Internal Performance Tracking 

Banks are using analytical data to measure employee and overall business performance. Such data is collated across several departments, branches, and locations. This helps in setting organisational and employee level goals and identify potential areas for training and R&D.

Real-time Reporting 

Using animated techniques, charts, graphs, and GUI tools, real-time and dynamic reports can be built which provide the end-to-end view for the executive management. With analytics and visualisation, it is easier for the stakeholders get quick access to real-time information such as the number of loans sanctioned in a quarter, the list of defaulters or NPA accounts per region, profitability numbers of a particular region, etc. and take faster business decisions.

Regulatory Compliance

Compliance Regulators often require banks to aggregate data that is present across several systems, applications, databases, and multiple lines of business. Violations of these requirements have a high penalty and huge impact on the reputation of the bank in the market. Business analytics is helping banks to create effective compliance reports and perform regulatory tests. More so, it is helping the banks to reduce the overall cost of meeting regulatory requirements.
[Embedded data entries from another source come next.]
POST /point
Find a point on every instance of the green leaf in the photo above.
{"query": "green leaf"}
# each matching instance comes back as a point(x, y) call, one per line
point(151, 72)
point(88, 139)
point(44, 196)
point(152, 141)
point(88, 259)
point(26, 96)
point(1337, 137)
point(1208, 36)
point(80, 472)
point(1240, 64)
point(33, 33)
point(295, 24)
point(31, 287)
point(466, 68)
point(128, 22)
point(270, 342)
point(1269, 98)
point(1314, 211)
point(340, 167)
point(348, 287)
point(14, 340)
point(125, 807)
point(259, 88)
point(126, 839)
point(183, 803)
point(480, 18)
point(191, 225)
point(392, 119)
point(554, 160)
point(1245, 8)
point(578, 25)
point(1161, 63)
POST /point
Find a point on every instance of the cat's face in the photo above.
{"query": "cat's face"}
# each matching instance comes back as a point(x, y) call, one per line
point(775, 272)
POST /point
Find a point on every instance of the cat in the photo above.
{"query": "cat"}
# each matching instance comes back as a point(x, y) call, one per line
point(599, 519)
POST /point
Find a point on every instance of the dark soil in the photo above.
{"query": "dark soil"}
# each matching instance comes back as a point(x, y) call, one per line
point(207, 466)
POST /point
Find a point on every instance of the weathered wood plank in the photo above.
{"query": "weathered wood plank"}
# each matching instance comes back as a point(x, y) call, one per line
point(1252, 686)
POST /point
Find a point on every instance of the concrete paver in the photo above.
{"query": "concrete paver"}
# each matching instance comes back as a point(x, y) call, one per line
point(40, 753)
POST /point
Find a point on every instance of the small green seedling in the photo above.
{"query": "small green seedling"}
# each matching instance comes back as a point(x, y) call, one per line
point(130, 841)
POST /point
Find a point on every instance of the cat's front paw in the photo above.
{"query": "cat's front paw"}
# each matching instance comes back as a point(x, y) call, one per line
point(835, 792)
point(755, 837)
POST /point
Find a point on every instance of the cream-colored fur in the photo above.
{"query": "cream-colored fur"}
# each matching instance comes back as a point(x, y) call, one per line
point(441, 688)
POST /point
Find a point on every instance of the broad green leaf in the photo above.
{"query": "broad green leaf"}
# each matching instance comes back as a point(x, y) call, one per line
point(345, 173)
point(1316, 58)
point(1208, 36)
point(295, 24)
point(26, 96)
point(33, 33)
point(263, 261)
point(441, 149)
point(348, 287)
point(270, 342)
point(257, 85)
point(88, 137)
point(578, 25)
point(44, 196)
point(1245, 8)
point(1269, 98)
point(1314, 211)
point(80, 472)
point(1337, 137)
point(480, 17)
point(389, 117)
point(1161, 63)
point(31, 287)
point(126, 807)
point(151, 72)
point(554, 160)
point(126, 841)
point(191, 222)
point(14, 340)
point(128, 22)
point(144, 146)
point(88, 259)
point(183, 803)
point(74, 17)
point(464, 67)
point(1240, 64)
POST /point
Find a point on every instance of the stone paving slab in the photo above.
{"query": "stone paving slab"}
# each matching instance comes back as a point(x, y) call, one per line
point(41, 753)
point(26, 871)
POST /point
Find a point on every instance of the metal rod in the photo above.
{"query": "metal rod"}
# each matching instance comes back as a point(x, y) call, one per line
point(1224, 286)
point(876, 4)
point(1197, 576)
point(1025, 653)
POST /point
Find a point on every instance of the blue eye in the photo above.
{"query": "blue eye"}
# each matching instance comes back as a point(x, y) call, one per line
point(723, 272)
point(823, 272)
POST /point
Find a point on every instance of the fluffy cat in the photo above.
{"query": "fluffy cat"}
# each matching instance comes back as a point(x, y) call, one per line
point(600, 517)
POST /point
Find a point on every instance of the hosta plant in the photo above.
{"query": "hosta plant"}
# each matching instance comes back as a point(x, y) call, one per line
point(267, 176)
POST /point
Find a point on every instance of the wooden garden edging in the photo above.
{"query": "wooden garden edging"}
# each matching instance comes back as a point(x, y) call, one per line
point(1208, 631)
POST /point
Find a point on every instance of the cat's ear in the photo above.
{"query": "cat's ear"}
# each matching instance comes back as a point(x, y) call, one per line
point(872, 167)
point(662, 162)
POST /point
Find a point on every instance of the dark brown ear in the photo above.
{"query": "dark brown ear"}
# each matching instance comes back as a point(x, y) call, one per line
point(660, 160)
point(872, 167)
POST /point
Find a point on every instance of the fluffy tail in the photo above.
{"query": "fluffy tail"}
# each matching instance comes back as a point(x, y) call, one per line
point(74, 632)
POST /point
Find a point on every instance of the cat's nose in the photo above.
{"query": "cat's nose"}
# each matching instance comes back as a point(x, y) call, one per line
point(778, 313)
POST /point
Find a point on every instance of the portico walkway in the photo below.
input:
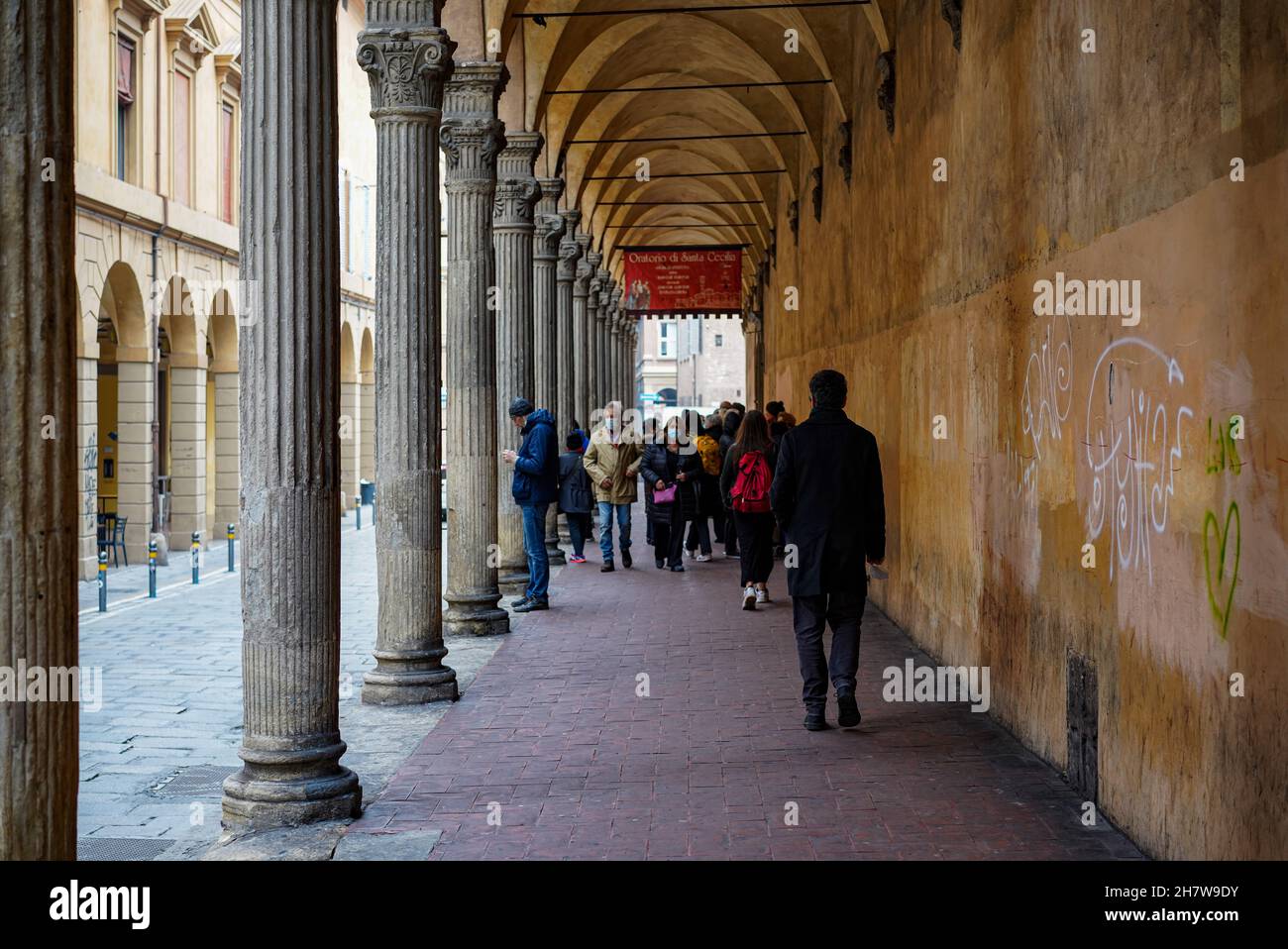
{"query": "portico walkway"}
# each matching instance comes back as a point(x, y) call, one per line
point(647, 716)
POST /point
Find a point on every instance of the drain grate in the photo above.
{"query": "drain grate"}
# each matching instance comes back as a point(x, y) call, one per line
point(120, 847)
point(194, 781)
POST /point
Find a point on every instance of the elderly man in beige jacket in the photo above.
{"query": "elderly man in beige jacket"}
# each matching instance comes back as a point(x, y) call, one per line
point(612, 462)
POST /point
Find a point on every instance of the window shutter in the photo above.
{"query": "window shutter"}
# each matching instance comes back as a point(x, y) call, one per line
point(125, 71)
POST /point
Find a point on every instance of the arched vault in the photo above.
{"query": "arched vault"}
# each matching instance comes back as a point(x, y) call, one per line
point(653, 165)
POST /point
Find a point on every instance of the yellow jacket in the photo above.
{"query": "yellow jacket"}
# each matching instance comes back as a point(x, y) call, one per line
point(616, 462)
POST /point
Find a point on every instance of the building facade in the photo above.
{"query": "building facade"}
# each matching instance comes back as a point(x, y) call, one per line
point(158, 183)
point(711, 364)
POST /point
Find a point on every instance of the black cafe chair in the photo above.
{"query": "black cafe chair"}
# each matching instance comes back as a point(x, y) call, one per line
point(116, 542)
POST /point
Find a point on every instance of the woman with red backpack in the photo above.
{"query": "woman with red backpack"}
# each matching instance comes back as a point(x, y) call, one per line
point(745, 480)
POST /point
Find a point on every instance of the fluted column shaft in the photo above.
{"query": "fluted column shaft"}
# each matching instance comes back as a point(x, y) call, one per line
point(549, 227)
point(613, 353)
point(472, 141)
point(407, 60)
point(618, 346)
point(39, 527)
point(290, 406)
point(511, 239)
point(581, 333)
point(570, 259)
point(600, 338)
point(595, 300)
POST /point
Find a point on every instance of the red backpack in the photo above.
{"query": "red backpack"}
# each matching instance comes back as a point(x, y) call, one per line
point(750, 492)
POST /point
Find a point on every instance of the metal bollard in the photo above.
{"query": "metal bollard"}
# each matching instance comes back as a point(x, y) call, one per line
point(102, 580)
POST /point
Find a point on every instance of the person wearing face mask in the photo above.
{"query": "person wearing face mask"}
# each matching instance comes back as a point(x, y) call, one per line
point(671, 471)
point(612, 462)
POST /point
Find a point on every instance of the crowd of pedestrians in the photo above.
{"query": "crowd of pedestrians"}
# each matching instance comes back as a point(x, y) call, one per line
point(752, 481)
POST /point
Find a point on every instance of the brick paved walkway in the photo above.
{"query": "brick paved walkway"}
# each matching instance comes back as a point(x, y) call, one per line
point(553, 754)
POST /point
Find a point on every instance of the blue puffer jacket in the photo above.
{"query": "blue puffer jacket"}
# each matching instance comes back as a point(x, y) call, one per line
point(536, 471)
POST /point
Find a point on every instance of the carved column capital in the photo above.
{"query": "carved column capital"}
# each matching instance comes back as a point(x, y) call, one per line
point(472, 137)
point(406, 68)
point(516, 189)
point(581, 279)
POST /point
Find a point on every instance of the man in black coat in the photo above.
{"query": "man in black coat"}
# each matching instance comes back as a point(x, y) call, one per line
point(828, 499)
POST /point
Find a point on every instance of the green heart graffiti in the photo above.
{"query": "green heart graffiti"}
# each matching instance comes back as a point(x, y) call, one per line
point(1216, 586)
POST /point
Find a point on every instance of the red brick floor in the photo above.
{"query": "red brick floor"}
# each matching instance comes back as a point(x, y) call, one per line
point(553, 742)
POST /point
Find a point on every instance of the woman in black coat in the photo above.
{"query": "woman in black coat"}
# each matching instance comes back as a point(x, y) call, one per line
point(755, 528)
point(732, 421)
point(665, 465)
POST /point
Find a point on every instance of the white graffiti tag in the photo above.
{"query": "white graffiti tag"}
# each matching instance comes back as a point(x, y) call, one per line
point(1133, 445)
point(1043, 408)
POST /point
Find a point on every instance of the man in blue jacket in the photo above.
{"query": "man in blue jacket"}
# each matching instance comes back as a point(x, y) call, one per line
point(535, 486)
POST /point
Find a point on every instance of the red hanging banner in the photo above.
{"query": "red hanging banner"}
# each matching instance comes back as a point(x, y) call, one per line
point(683, 279)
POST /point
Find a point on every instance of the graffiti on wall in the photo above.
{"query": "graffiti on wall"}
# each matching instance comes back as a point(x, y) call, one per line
point(1222, 563)
point(1132, 449)
point(1223, 536)
point(89, 464)
point(1044, 404)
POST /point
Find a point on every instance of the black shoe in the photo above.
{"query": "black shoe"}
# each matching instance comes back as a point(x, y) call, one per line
point(849, 716)
point(815, 720)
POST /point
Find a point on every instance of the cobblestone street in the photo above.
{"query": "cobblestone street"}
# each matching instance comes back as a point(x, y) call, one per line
point(555, 754)
point(170, 721)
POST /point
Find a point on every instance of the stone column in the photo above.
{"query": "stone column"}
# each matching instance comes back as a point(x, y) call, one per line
point(618, 348)
point(545, 318)
point(596, 301)
point(570, 256)
point(288, 353)
point(614, 352)
point(511, 239)
point(40, 464)
point(407, 56)
point(472, 140)
point(187, 454)
point(631, 361)
point(368, 406)
point(227, 462)
point(581, 333)
point(88, 458)
point(600, 338)
point(136, 459)
point(352, 425)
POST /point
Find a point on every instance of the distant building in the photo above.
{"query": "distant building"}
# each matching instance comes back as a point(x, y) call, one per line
point(711, 364)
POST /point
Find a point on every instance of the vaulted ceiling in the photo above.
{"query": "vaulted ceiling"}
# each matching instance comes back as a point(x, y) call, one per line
point(713, 174)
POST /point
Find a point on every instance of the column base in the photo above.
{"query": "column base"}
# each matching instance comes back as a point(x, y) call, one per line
point(257, 801)
point(473, 619)
point(393, 686)
point(513, 580)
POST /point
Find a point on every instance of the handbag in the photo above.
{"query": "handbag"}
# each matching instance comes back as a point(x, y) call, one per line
point(664, 496)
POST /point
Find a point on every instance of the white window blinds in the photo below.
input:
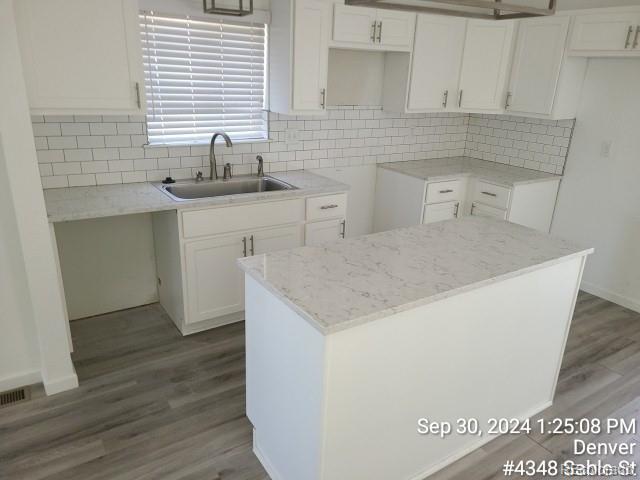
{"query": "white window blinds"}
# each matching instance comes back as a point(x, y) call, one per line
point(202, 77)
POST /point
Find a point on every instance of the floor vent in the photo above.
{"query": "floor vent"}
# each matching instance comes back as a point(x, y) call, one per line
point(11, 397)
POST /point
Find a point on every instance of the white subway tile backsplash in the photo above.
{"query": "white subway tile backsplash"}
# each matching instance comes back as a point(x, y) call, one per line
point(113, 148)
point(531, 143)
point(79, 128)
point(108, 178)
point(81, 180)
point(78, 155)
point(50, 156)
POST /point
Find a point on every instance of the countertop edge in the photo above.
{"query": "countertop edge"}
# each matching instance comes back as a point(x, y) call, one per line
point(227, 201)
point(435, 178)
point(325, 330)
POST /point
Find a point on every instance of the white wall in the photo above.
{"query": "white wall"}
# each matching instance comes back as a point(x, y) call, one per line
point(34, 262)
point(19, 359)
point(599, 201)
point(116, 254)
Several large banks in the United States have used business analytics to advantage. Analytics has been an instrumental area for Capital One, which has grown earnings per share by more than 20% each year since it went public in 1994, and has become the third-largest provider of credit cards in the US. Citi, for its part, is experimenting with new ways of offering commercial customers transactional data aggregated from its global customer base.

Data and analytics are fast becoming a huge differentiator for the banks. It is helping them drive business growth, better monitor the risk behaviors, and to reduce costs across the business.